An older lady called Joan passed her test at the beginning of the series (even though it took her a while to realise that she needed to put the car in Drive before the car would move), but had "lost her nerve" and needed lessons to rebuild her confidence.

The main instructors were Pamela Carr from Streetwise Driving School and independent Paul Farrall. The Andy1st driving school was also featured.

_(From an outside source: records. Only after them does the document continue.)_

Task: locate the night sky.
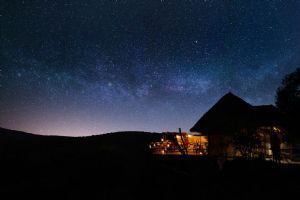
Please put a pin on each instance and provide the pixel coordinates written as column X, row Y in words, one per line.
column 91, row 67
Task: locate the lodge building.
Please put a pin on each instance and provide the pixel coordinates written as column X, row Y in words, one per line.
column 216, row 132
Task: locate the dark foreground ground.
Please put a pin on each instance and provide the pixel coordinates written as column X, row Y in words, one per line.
column 119, row 166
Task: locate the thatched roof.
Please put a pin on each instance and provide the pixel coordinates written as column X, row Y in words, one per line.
column 232, row 113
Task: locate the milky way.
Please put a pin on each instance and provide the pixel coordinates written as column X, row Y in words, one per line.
column 91, row 67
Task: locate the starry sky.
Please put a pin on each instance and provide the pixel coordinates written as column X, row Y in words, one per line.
column 89, row 67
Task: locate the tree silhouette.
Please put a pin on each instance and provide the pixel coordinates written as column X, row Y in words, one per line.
column 288, row 101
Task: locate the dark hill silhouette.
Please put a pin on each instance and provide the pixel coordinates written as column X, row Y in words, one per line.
column 119, row 166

==Celebrity Driving School==
A four-part celebrity version was produced in 2003 in aid of Comic Relief. Celebrities taking part consisted of Gareth Gates, Paul O'Grady, Nadia Sawalha, Natalie Cassidy, Simon Day and Jade Goody. They found out live during the Red Nose Day telethon on 14 March if they had passed. None of them had. Mel Giedroyc was the narrator.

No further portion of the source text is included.